Moreover, a large number of clinical trials have assessed PARP inhibitors in combination with ICI therapy, most of which are still ongoing, including some in SCLC patients. Some available data have shown encouraging results of such combinations. In the MEDIOLA phase I/II basket trial, the combination of olaparib plus durvalumab (anti-PDL1) represented a better disease control rate and improved survival in patients with germline BRCA (gBRCA)-mutant metastatic breast cancer.36 In the same study, gBRCA-mutant ovarian cancer patients had a high overall response rate (ORR).36 In SCLC, a prospective phase II single-arm study reported that clinical benefit was observed in 21.1% (n = 4/19) of patients with confirmed responses or prolonged stable disease (8 months+).37 These clinical studies have shown that the therapeutic strategies including PARP inhibitors in combination with ICIs are very promising in many cancer types with HRD. Therefore, HRR gene mutation status has the potential to be a biomarker for response to this type of therapy in SCLC patients, in combination with other indicators (including TMB and PD-L1).

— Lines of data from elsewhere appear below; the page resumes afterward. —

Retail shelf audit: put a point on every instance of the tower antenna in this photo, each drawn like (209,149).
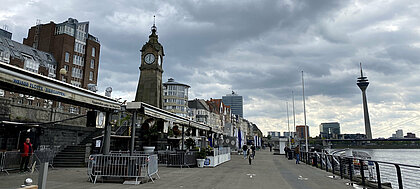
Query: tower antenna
(361,71)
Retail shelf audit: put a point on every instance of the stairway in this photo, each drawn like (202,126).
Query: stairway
(71,156)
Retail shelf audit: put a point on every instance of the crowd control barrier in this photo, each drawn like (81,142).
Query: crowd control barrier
(11,160)
(169,158)
(122,166)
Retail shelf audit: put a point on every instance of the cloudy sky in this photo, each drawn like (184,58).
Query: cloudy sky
(258,49)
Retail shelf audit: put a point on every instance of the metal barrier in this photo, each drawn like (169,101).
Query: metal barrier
(11,160)
(366,171)
(169,158)
(46,155)
(123,166)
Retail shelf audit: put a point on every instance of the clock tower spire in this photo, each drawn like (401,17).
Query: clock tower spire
(149,89)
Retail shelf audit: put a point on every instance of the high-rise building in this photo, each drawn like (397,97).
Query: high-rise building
(301,131)
(235,102)
(287,134)
(28,58)
(399,133)
(273,133)
(175,97)
(410,135)
(73,48)
(363,83)
(329,130)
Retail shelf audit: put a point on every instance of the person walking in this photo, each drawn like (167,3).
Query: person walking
(250,151)
(244,149)
(26,154)
(286,150)
(253,151)
(297,152)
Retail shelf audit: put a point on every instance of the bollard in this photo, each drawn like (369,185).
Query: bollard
(341,167)
(326,162)
(378,175)
(362,172)
(350,169)
(400,184)
(42,179)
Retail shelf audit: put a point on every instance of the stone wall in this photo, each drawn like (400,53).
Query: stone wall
(33,114)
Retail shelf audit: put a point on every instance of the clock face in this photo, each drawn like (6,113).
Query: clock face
(101,118)
(149,58)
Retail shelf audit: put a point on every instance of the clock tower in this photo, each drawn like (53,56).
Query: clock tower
(149,89)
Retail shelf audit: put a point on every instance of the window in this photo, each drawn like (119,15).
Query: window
(78,47)
(49,57)
(67,57)
(77,73)
(78,60)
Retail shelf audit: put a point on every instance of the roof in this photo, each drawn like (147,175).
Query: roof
(198,104)
(171,81)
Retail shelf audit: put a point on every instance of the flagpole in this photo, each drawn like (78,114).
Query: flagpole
(288,127)
(294,116)
(304,114)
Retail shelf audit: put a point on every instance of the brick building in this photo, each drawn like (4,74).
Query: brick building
(30,59)
(72,46)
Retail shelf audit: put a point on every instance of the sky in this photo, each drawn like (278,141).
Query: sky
(259,49)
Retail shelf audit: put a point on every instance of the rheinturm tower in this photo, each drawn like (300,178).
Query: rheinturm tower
(363,83)
(149,89)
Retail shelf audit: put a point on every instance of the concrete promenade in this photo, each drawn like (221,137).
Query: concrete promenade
(267,171)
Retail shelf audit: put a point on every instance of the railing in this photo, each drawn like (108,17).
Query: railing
(123,166)
(365,171)
(11,160)
(169,158)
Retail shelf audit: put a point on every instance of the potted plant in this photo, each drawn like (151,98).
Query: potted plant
(201,157)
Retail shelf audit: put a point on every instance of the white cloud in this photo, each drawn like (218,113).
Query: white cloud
(258,50)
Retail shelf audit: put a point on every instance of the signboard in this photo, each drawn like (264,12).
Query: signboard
(38,84)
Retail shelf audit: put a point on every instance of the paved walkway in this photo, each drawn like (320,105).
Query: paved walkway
(267,171)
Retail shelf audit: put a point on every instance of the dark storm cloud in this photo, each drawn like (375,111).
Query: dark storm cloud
(257,48)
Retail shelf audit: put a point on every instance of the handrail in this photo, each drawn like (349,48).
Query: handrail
(401,178)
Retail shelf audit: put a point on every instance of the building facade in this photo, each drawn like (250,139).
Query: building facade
(199,111)
(289,134)
(175,97)
(274,133)
(329,130)
(149,89)
(235,102)
(73,48)
(30,59)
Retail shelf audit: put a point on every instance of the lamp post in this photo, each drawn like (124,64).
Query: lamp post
(304,114)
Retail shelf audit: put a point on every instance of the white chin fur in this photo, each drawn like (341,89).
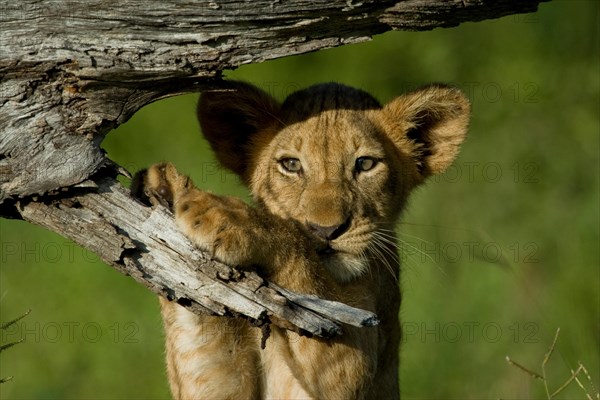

This study has several limitations. We did not obtain prognostic data for the SCLC patients included in this study. For this reason, we could not reveal the relationship between HRD status and survival in the Chinese SCLC patients. Another limitation is that the sample size of our cohort was not large enough to assess germline HRR gene mutation patterns in Chinese SCLC patients and their influence on TMB and PD-L1. These factors need to be assessed in further studies.
Our results have provided a comprehensive profile of HRR gene mutations in Chinese SCLC, illuminated the relationships of HRR gene mutation patterns with TMB and PD-L1 and summarized the proportion of SCLC patients who might benefit from PARP inhibitors, ICIs or their combination. Nevertheless, more clinical trials need to be carried out to verify the predictive effect of HRR gene mutations on these treatment strategies.
AUTHOR CONTRIBUTION
Shuo Wu, Yao Zhang, and Xin-yu Ti conceived and designed the study. Yan Zhang and Xi Xu enrolled patients and prepared Fig's. Ying Du, Liz-han Chen, Hai-feng Ouyang managed, analyzed, and interpreted the data. Shuo Wu and Yao Zhang wrote the paper. Ying Du and Xin-yu Ti critically revised the paper. All authors read and approved the final manuscript.
ETHICS APPROVAL STATEMENT
The study was conducted with the approval of the Medical Ethics Committees of the First Affiliated Hospital of the Air Force Medical University (KY20202077-C-1).
PATIENT CONSENT STATEMENT
Each patient signed a written informed consent form.
Open Research
DATA AVAILABILITY STATEMENT
The data and materials of the study are available from the corresponding author upon reasonable request.